Share your dilemmas and get honest opinions from other Mumsnetters.

To tell the school no to this plan

377 replies

lyralalala · 21/03/2019 21:20

I'll try not to waffle too long.

There's a boy in DS(10)'s class who every break or lunchtime only wants to play one specific playground game, and always wants to play it with either DS or another boy.

The school is excellent in terms of having a lot going on at break times to keep the kids busy and active. There's always football, one other 'moving around' game and then they have giant connect 4 type games as well as bits and bobs like skipping ropes etc.

This boy always wants to play one of the giant board games. My DS has no interest in them as he likes to play the running about games. The other boy is the same. They do sometimes play the board games with the boy, but they don't often. However, there is always a queue of kids waiting/willing to play (that's one of the reason DS doens't enjoy them, he says you basically wait ages and then have a quick game) so he is absolutely not being left with no-one to play with. Even his own Mum has said this on numerous occasions.

However, he wants to play with one of the two boys. If they say no he cries, gets angry or has some other big reaction that usually involves one of the adults in the playground stepping in. This has been an ongoing issue for the last few years. It has been escalating more recently as DS and the other boy have both been playing football most days as they've joined the school team (break times have no correlation on the team, they are just on a spurt of enjoying playing football). The boy has been throwing more and more tantrums and twice I've been called in as he has actually hit or kicked DS. Same with their other friend.

So the way the school have decided to deal with this is to have a rota. DS got upset at bedtime and told me that 2 lunchtimes a week, and 2 morning breaks a week, he's to play with the boy at the board game. 2 other lunches and breaks the other boy has to play with him. He was in tears when he said that he was told by Mr X (one of the school SLT) that the school needs "team players" and feels bad that he doesn't want to do it.
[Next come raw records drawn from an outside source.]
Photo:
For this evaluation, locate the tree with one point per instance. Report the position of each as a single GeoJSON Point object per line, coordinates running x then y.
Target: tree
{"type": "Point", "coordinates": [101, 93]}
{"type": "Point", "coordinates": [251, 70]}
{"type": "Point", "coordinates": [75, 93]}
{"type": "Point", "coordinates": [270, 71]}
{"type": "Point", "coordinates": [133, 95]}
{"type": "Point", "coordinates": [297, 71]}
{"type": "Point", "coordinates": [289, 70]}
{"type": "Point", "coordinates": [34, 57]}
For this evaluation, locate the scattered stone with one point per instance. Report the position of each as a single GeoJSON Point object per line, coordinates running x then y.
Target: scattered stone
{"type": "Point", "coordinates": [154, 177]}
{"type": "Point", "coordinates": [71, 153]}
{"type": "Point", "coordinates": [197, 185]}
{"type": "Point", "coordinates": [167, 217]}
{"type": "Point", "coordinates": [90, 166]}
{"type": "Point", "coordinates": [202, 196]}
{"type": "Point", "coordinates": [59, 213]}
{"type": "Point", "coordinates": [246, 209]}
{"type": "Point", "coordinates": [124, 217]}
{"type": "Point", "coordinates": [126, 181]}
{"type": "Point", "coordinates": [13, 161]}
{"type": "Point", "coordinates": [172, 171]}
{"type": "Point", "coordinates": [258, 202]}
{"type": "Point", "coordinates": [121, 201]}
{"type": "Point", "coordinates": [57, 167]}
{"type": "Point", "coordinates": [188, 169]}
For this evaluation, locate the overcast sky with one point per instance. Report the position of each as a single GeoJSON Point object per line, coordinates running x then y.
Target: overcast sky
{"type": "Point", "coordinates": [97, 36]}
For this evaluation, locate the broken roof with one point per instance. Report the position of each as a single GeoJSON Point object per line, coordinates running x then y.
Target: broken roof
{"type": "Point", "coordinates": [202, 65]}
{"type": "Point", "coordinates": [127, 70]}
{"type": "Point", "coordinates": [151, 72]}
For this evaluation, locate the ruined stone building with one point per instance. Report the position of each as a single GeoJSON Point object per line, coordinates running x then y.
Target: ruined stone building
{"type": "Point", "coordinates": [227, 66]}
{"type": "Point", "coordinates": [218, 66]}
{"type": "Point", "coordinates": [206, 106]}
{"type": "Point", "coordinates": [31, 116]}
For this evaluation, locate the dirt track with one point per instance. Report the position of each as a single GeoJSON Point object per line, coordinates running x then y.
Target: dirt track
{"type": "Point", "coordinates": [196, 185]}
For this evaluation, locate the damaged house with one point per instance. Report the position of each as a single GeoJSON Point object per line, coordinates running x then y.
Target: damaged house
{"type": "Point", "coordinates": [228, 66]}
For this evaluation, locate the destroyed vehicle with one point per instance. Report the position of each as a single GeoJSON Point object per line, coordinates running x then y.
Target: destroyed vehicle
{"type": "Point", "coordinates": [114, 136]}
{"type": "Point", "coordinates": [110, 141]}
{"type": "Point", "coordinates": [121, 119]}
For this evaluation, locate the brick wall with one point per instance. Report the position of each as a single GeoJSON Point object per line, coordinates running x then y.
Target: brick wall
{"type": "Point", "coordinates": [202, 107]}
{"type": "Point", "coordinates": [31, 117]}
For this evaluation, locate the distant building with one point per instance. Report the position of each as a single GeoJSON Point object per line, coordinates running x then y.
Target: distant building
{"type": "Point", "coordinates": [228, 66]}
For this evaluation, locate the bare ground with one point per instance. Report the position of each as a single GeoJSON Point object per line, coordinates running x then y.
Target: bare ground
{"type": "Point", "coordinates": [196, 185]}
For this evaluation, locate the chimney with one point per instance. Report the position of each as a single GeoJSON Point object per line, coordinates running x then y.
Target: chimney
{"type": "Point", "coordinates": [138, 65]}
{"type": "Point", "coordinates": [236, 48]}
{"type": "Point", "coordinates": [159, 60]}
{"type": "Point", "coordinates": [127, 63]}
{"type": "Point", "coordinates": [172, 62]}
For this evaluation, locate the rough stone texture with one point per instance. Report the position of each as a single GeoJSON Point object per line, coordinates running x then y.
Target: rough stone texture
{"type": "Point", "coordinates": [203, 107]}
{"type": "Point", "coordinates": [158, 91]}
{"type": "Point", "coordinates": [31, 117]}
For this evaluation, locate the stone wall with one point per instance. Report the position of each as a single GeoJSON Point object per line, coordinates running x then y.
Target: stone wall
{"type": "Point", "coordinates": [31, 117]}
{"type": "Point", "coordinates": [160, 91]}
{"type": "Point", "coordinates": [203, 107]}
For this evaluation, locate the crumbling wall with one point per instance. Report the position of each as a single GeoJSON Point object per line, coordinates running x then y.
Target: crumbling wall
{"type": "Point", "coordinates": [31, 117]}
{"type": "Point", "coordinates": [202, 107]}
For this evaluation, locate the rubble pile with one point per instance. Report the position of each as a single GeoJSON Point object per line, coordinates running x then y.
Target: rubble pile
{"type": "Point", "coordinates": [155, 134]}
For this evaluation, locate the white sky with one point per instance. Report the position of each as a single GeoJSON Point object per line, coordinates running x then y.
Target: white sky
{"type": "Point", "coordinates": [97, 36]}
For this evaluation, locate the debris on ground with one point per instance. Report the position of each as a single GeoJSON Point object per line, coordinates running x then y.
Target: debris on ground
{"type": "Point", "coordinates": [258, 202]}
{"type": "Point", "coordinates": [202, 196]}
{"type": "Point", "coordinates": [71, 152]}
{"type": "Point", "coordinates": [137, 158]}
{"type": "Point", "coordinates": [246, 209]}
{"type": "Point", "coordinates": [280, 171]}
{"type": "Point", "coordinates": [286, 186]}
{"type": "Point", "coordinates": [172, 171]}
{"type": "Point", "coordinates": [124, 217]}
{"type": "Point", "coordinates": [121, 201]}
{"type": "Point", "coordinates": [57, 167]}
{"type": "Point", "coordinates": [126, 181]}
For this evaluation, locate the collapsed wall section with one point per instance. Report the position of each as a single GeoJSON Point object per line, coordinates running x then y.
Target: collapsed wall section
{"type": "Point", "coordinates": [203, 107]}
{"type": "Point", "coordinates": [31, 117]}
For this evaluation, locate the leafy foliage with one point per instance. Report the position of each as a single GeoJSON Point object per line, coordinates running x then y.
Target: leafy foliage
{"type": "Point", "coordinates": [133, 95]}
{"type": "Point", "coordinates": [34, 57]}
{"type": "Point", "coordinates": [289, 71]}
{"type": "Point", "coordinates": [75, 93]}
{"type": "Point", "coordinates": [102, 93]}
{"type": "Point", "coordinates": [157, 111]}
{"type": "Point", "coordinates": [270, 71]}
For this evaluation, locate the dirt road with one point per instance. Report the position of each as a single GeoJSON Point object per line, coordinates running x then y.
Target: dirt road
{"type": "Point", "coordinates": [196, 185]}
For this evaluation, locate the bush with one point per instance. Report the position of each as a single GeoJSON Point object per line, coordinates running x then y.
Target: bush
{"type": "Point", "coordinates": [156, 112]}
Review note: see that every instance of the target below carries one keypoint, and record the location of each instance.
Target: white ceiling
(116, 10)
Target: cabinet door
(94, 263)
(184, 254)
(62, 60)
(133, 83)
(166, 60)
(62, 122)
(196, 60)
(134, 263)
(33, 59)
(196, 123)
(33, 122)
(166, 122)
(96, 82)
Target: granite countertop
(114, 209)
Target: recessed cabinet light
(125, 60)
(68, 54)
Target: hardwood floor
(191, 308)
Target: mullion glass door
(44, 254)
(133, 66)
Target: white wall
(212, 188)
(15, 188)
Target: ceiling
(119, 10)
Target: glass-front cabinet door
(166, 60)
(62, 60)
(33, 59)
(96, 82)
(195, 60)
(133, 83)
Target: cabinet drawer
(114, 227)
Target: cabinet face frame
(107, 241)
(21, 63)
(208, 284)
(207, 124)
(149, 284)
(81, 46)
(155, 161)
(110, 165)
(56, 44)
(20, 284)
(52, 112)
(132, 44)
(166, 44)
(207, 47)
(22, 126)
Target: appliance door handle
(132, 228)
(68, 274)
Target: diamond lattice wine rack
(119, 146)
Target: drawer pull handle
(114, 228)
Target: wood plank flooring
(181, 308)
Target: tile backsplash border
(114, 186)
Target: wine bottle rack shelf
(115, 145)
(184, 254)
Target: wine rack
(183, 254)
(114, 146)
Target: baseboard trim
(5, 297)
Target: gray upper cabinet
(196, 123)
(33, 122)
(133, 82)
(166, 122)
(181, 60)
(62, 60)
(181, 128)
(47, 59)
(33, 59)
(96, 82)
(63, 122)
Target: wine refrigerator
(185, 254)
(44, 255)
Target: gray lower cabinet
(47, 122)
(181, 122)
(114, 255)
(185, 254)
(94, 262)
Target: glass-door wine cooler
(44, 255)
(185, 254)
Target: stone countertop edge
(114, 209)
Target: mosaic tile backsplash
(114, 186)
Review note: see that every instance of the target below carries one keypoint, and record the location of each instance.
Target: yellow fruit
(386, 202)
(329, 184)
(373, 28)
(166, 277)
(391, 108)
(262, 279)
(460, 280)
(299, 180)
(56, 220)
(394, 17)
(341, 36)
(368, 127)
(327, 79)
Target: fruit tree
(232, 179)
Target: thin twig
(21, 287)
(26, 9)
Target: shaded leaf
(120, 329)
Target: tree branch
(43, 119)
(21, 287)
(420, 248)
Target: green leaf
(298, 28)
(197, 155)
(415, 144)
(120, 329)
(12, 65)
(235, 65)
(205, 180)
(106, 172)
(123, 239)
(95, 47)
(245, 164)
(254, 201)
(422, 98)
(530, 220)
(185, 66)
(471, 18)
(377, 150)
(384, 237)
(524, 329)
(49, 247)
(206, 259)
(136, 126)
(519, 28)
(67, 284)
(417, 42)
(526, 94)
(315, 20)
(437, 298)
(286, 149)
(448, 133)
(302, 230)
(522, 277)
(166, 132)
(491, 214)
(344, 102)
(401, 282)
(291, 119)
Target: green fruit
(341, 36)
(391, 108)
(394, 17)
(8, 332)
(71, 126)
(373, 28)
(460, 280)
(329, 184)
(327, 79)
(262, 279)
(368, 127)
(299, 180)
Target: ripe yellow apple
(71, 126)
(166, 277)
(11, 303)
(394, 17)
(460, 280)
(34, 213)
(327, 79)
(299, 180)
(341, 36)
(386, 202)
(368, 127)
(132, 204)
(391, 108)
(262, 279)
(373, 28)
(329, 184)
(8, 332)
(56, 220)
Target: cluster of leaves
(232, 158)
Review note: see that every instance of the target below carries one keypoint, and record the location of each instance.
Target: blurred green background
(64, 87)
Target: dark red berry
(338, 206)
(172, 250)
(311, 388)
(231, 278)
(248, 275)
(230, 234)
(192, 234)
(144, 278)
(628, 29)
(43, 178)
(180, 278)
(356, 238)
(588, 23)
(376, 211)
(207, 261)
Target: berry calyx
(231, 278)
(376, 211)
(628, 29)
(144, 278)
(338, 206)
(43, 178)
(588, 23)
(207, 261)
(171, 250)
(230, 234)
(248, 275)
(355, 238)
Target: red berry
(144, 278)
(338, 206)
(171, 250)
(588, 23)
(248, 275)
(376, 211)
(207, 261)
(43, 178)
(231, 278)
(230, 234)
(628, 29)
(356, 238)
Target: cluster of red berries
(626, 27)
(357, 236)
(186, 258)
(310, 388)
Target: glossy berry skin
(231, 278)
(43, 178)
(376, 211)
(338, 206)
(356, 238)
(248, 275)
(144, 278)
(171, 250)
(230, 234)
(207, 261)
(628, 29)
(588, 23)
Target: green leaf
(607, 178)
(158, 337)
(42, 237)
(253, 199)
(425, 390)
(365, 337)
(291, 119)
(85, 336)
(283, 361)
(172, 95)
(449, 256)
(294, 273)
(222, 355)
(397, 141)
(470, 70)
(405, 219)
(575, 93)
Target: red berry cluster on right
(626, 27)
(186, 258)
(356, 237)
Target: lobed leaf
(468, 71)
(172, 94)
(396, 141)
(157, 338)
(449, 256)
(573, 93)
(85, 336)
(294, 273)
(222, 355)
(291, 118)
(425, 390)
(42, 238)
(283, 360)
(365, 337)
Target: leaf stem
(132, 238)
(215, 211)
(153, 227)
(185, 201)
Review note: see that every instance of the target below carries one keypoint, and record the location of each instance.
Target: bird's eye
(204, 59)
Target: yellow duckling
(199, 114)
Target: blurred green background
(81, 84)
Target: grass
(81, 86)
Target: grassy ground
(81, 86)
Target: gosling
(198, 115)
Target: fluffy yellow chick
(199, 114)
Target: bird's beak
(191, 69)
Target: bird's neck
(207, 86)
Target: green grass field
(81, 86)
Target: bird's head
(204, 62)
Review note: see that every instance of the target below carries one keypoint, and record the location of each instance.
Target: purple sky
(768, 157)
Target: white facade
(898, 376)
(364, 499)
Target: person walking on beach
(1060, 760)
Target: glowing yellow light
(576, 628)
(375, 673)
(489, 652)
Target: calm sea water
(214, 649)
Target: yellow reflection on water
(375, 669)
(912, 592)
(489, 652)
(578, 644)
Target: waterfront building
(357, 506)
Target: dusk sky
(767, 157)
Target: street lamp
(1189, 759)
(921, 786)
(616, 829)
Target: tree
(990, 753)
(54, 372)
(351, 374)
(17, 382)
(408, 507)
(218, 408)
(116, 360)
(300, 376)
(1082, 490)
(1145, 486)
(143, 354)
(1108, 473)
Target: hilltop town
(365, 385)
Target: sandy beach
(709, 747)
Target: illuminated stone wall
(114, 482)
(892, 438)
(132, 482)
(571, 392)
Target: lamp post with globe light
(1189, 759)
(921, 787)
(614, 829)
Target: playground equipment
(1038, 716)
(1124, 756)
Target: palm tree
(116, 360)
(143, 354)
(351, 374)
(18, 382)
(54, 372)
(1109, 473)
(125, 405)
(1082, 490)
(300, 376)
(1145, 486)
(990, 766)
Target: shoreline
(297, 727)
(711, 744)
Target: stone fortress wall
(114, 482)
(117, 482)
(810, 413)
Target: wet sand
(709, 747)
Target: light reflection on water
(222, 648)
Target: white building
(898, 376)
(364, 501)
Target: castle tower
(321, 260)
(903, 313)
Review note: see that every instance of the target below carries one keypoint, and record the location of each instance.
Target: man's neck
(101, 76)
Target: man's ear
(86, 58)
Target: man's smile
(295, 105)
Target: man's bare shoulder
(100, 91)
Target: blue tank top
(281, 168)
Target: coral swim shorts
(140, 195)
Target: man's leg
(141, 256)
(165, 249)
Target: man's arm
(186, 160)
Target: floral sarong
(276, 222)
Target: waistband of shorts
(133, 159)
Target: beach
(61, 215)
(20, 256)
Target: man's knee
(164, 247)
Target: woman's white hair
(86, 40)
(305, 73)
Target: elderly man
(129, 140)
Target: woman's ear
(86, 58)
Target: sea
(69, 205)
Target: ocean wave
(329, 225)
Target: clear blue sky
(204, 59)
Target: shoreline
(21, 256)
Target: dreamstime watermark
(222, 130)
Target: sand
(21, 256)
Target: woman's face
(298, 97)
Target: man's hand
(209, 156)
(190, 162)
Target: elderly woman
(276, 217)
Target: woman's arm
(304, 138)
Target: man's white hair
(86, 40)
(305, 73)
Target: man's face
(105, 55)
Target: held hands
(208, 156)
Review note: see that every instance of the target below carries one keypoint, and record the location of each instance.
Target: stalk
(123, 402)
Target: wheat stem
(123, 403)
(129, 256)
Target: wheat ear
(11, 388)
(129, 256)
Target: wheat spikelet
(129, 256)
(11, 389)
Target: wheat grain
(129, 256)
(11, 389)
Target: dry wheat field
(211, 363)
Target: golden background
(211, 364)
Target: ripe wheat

I'm livid. It's completely rewarding the bratty behaviour of the other boy imo. There's no SN or anything like that - I know his Mum well and she openly says that he's spoiled and is a 'demanding child'. Unfortunately she's one who thinks is easier and better just to give in to him once he gets loud.

Don't get me wrong, if the child had no-one to play with, or if my DS was in anyway saying that the boy couldn't play the game they were playing I'd understand it. In fact if DS was excluding him from the games I'd come down on him like a tonne of bricks! However, that's not what is happening. I'm not at all happy about almost half of his breaks being completely dictated by another child so specifically.

DH thinks it would be "kind" to tell the school we'll agree to 1 lunchtime, but I don't want to agree to any. AIBU to say no completely to any rota?

OP posts:
SofiaAmes · 22/03/2019 19:46

Don't diminish your skill in managing this. That's a brilliant move to ask for it in writing....(I would love to have seen their faces as they realized how incompetent it would have made them look)....You are the one who remembered that a dad had done it successfully, You are the one who then had the initiative to make that request and You are the one who got the necessary and best result (given the limitations of the situation) for your ds. Well done. Please take the credit that is due you.

And also don't forget to praise your ds for standing up for his own well being and rights when being presented with something unreasonable. My dd is one of those kids who lets these things happen to her and only stands up for others instead of herself and I've spent a lot of energy in trying to re-train her on that front.

Contraceptionismyfriend · 22/03/2019 19:47

You rocked OP! You should be so proud of yourself.

SofiaAmes · 22/03/2019 19:48

P.S. I agree with unspiritualhome....send an email summarizing the meeting so it's clear that it's in writing.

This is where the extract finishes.